Jornal de Poesia

 

 

 

 

 

 

Afonso Ligório


 

O teste

 

Carlos desviou subitamente o pensamento, quando milhares de vozes gritaram:

— Goooooooooooooool!

Atordoado, sua primeira reação foi de culpa, como se estivesse a receber uma repreensão de todo o estádio. Sem querer recompôs mentalmente os lances da partida que não acompanhara, embora na hora do gol estivesse olhando os jogadores. Na realidade, o gol pouco importava. A súbita ausência, o “branco” naquele momento é que o deixou apreensivo.

Ao longo das arquibancadas, viu bandeiras, flâmulas e braços levantados, marcando com movimentos nervosos a vibração da torcida.

— Você viu a moleza? — Alguém se aproximou tocando o braço de Carlos.

— Não! — respondeu de imediato, com rispidez. Detestava essas intimidades num campo de futebol, a troca de opiniões como se fossem velhos conhecidos.
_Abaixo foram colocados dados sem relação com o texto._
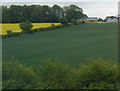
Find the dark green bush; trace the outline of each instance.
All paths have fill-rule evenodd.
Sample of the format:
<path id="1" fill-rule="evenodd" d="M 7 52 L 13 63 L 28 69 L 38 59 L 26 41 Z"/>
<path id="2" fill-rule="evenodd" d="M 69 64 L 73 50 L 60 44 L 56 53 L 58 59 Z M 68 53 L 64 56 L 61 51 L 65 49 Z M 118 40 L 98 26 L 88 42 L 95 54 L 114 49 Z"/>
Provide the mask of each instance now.
<path id="1" fill-rule="evenodd" d="M 68 21 L 67 21 L 67 19 L 66 19 L 65 17 L 59 18 L 59 22 L 60 22 L 61 24 L 63 24 L 63 25 L 67 25 L 67 24 L 68 24 Z"/>
<path id="2" fill-rule="evenodd" d="M 20 29 L 22 29 L 22 32 L 29 33 L 31 32 L 30 29 L 33 27 L 30 21 L 25 21 L 23 23 L 19 24 Z"/>
<path id="3" fill-rule="evenodd" d="M 78 24 L 78 23 L 77 23 L 77 20 L 76 20 L 76 19 L 72 19 L 72 20 L 71 20 L 71 24 L 77 25 L 77 24 Z"/>

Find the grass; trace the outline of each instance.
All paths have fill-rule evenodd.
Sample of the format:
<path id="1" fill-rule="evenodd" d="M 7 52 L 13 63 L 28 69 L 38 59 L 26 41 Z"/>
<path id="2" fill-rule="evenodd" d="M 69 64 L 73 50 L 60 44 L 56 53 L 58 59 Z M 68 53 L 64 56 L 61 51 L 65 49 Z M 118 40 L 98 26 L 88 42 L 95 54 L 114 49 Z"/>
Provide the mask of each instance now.
<path id="1" fill-rule="evenodd" d="M 49 27 L 52 23 L 32 23 L 33 29 L 34 28 L 41 28 L 41 27 Z M 60 23 L 54 23 L 55 25 L 59 25 Z M 7 30 L 12 30 L 12 32 L 21 32 L 19 28 L 19 24 L 1 24 L 2 26 L 2 34 L 6 34 Z M 0 33 L 1 34 L 1 33 Z"/>
<path id="2" fill-rule="evenodd" d="M 3 39 L 3 60 L 17 58 L 24 64 L 38 64 L 60 58 L 71 65 L 86 63 L 89 57 L 117 60 L 117 23 L 83 24 Z"/>

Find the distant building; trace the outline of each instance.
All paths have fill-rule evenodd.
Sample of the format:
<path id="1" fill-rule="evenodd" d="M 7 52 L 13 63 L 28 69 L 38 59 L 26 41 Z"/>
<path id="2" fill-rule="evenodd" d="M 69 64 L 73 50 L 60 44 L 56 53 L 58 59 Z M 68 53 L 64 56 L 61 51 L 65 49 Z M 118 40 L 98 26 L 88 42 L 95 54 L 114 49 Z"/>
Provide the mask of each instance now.
<path id="1" fill-rule="evenodd" d="M 106 22 L 118 22 L 118 18 L 115 16 L 106 17 Z"/>
<path id="2" fill-rule="evenodd" d="M 88 22 L 88 23 L 96 23 L 96 22 L 98 22 L 98 18 L 97 17 L 88 17 L 86 22 Z"/>
<path id="3" fill-rule="evenodd" d="M 82 18 L 77 19 L 78 22 L 82 22 L 82 21 L 86 22 L 86 20 L 87 20 L 87 17 L 82 17 Z"/>

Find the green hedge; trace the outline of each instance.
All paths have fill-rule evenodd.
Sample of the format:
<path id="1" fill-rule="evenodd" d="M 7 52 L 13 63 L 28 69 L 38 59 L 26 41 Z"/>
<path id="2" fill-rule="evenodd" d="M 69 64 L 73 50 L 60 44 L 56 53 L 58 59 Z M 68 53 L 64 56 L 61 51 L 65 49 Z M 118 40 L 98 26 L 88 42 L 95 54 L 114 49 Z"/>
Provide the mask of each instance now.
<path id="1" fill-rule="evenodd" d="M 61 61 L 44 60 L 37 66 L 3 62 L 3 89 L 115 89 L 118 65 L 90 59 L 78 68 Z"/>
<path id="2" fill-rule="evenodd" d="M 38 32 L 38 31 L 50 31 L 50 30 L 54 30 L 54 29 L 59 29 L 59 28 L 63 28 L 63 27 L 67 27 L 70 26 L 71 24 L 68 25 L 56 25 L 56 26 L 51 26 L 51 27 L 47 27 L 47 28 L 36 28 L 36 29 L 31 29 L 29 32 L 14 32 L 14 33 L 7 33 L 6 35 L 2 35 L 2 38 L 8 38 L 8 37 L 16 37 L 19 35 L 23 35 L 23 34 L 28 34 L 28 33 L 34 33 L 34 32 Z"/>

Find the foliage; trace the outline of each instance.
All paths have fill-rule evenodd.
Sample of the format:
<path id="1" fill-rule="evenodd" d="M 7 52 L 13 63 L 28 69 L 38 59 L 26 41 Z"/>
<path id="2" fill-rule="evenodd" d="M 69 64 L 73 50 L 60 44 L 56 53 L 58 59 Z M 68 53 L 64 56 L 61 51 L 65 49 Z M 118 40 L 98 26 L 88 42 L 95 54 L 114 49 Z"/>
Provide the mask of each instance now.
<path id="1" fill-rule="evenodd" d="M 103 22 L 104 20 L 103 20 L 102 18 L 99 18 L 98 21 L 99 21 L 99 22 Z"/>
<path id="2" fill-rule="evenodd" d="M 12 30 L 7 30 L 6 32 L 7 32 L 7 34 L 11 34 Z"/>
<path id="3" fill-rule="evenodd" d="M 60 18 L 59 18 L 59 22 L 60 22 L 61 24 L 63 24 L 63 25 L 67 25 L 67 24 L 68 24 L 68 21 L 67 21 L 67 19 L 66 19 L 65 17 L 60 17 Z"/>
<path id="4" fill-rule="evenodd" d="M 38 66 L 3 62 L 3 89 L 115 89 L 117 69 L 111 60 L 100 58 L 78 68 L 51 59 Z"/>
<path id="5" fill-rule="evenodd" d="M 33 28 L 43 28 L 43 27 L 50 27 L 52 23 L 32 23 Z M 61 25 L 60 23 L 53 23 L 55 26 Z M 7 30 L 12 30 L 12 32 L 21 32 L 21 29 L 19 27 L 19 23 L 9 23 L 9 24 L 0 24 L 2 26 L 2 35 L 7 34 Z M 0 33 L 1 34 L 1 33 Z"/>
<path id="6" fill-rule="evenodd" d="M 67 25 L 61 25 L 59 23 L 52 23 L 51 26 L 48 27 L 41 27 L 41 28 L 34 28 L 34 29 L 30 29 L 28 31 L 23 31 L 23 32 L 11 32 L 8 31 L 8 33 L 6 35 L 2 35 L 2 38 L 8 38 L 8 37 L 16 37 L 18 35 L 23 35 L 25 33 L 34 33 L 34 32 L 38 32 L 38 31 L 49 31 L 49 30 L 53 30 L 53 29 L 59 29 L 59 28 L 63 28 L 63 27 L 67 27 L 70 26 L 71 24 L 67 24 Z"/>
<path id="7" fill-rule="evenodd" d="M 73 25 L 77 25 L 77 24 L 78 24 L 76 19 L 72 19 L 71 23 L 72 23 Z"/>
<path id="8" fill-rule="evenodd" d="M 82 8 L 79 8 L 79 6 L 70 5 L 68 7 L 72 10 L 79 10 L 81 14 L 83 13 Z M 59 22 L 58 19 L 64 17 L 66 14 L 68 15 L 67 11 L 59 5 L 53 5 L 52 7 L 48 5 L 2 6 L 3 23 L 21 23 L 26 20 L 33 23 Z"/>
<path id="9" fill-rule="evenodd" d="M 30 32 L 30 29 L 33 27 L 33 25 L 31 24 L 30 21 L 26 21 L 26 22 L 20 23 L 19 27 L 23 32 L 28 33 L 28 32 Z"/>
<path id="10" fill-rule="evenodd" d="M 82 8 L 79 8 L 76 5 L 70 5 L 66 9 L 65 17 L 68 20 L 68 22 L 71 22 L 72 19 L 79 19 L 82 17 L 87 17 L 87 15 L 83 14 Z"/>

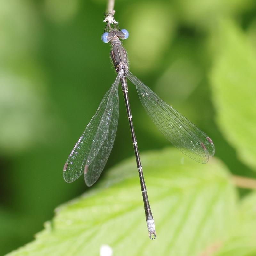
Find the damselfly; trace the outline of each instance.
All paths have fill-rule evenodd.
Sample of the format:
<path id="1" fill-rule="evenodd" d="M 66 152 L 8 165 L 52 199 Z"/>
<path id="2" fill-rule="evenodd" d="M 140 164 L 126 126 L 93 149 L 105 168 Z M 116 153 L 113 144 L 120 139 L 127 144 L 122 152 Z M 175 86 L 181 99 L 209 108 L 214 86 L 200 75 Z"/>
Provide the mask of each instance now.
<path id="1" fill-rule="evenodd" d="M 209 136 L 164 102 L 129 71 L 126 52 L 120 41 L 127 38 L 128 32 L 120 29 L 112 13 L 107 15 L 105 20 L 107 24 L 101 39 L 111 44 L 110 56 L 117 76 L 69 155 L 64 166 L 63 176 L 69 183 L 84 173 L 85 183 L 89 186 L 98 180 L 108 158 L 116 136 L 119 111 L 117 88 L 120 83 L 132 134 L 149 237 L 155 239 L 155 224 L 132 123 L 126 78 L 135 85 L 142 105 L 154 124 L 180 151 L 199 163 L 206 163 L 214 155 L 214 145 Z"/>

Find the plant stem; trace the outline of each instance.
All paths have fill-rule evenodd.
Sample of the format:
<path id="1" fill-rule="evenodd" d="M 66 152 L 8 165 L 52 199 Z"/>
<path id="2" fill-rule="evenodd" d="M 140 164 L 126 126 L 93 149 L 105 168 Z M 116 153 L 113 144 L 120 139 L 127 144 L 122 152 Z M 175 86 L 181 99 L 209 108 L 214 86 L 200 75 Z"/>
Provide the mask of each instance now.
<path id="1" fill-rule="evenodd" d="M 106 13 L 113 13 L 115 5 L 115 0 L 107 0 Z"/>
<path id="2" fill-rule="evenodd" d="M 233 175 L 232 176 L 233 183 L 239 188 L 248 189 L 256 189 L 256 180 L 252 178 Z"/>

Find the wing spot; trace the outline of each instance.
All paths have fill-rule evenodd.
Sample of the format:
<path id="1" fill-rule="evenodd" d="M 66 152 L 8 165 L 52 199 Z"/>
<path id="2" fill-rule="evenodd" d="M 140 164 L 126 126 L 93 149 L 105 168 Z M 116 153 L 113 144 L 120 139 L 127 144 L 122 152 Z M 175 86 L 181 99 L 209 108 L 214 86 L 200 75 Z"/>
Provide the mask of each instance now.
<path id="1" fill-rule="evenodd" d="M 200 145 L 201 145 L 201 147 L 203 148 L 204 150 L 204 151 L 206 151 L 206 148 L 205 148 L 205 146 L 204 144 L 203 143 L 200 143 Z"/>
<path id="2" fill-rule="evenodd" d="M 63 168 L 63 171 L 65 172 L 67 170 L 67 167 L 68 167 L 68 163 L 65 163 L 64 165 L 64 167 Z"/>
<path id="3" fill-rule="evenodd" d="M 206 139 L 211 144 L 213 144 L 213 143 L 212 142 L 212 141 L 211 139 L 211 138 L 209 137 L 206 137 Z"/>

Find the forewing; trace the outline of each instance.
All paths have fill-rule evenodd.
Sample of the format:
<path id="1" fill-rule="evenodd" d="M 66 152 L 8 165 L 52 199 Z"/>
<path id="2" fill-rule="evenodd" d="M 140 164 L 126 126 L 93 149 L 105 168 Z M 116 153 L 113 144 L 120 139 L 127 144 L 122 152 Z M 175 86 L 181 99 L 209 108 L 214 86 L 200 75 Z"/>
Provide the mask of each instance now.
<path id="1" fill-rule="evenodd" d="M 130 71 L 126 75 L 136 86 L 148 114 L 167 139 L 192 159 L 199 163 L 207 163 L 215 152 L 209 137 L 164 102 Z"/>
<path id="2" fill-rule="evenodd" d="M 102 133 L 107 132 L 106 138 L 102 145 L 99 145 L 99 147 L 97 146 L 98 143 L 93 143 L 89 153 L 88 162 L 91 161 L 90 164 L 86 164 L 84 171 L 84 180 L 88 186 L 93 185 L 99 178 L 104 169 L 113 147 L 117 127 L 119 111 L 117 89 L 113 95 L 112 103 L 112 109 L 109 109 L 109 119 L 107 121 L 107 122 L 109 122 L 108 131 L 102 131 Z M 102 127 L 99 126 L 99 128 Z M 96 141 L 95 140 L 95 142 Z M 99 148 L 100 149 L 95 155 L 94 152 Z"/>
<path id="3" fill-rule="evenodd" d="M 89 175 L 96 169 L 96 166 L 99 168 L 97 179 L 102 172 L 116 136 L 118 111 L 117 88 L 120 80 L 118 75 L 68 156 L 63 169 L 63 177 L 66 182 L 72 182 L 84 172 L 87 172 Z M 112 119 L 113 114 L 115 117 Z M 113 142 L 107 141 L 108 140 L 111 140 Z M 104 159 L 100 156 L 102 154 L 104 154 Z M 102 168 L 100 171 L 100 168 Z M 85 177 L 85 180 L 87 184 Z M 96 180 L 92 184 L 88 182 L 87 185 L 91 186 Z"/>

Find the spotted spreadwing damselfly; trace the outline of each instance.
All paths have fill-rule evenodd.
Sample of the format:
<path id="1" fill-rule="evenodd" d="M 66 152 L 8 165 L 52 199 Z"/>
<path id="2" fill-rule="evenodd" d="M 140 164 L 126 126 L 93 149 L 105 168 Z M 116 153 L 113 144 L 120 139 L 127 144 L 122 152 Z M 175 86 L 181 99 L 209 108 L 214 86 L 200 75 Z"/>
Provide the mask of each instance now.
<path id="1" fill-rule="evenodd" d="M 156 94 L 129 70 L 127 53 L 121 40 L 129 36 L 125 29 L 120 30 L 112 13 L 106 15 L 107 24 L 101 36 L 109 43 L 110 55 L 117 76 L 100 102 L 68 156 L 63 169 L 68 183 L 74 181 L 83 173 L 87 186 L 93 185 L 99 178 L 111 152 L 116 137 L 118 118 L 118 85 L 121 84 L 139 172 L 149 237 L 156 237 L 153 216 L 147 193 L 138 143 L 128 97 L 127 78 L 135 85 L 146 112 L 155 125 L 166 139 L 185 155 L 197 162 L 207 163 L 214 154 L 210 137 Z"/>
Enquanto olhava o jogo, pensamentos entrecruzaram-se e ele semicerrou os olhos para soltar a imaginação. Os jogadores se distanciaram do seu foco visual, tornaram-se evanescentes, superpostos a novas formas que a mente projetava. Via-se frente a frente com pessoas que só em pensamento conhecia. Um murmúrio coletivo por causa de um gol perdido devolveu-lhe a realidade. Isto o fez levantar-se subitamente da cadeira, quase de um salto. Resolveu deixar o campo antes de terminar o jogo. Assim evitaria a multidão suarenta, dispersando-se aos empurrões. Ao descer os primeiros degraus, deteve-se do mesmo modo brusco, como quem muda de idéia.

“Para onde ir?” — indagou-se. Não saiba qual a direção. Temendo haver despertado a atenção dos circunstantes, dissimulou com olhares longos, por cima das cabeças, para o campo, fingindo acompanhar com interesse os lances da partida.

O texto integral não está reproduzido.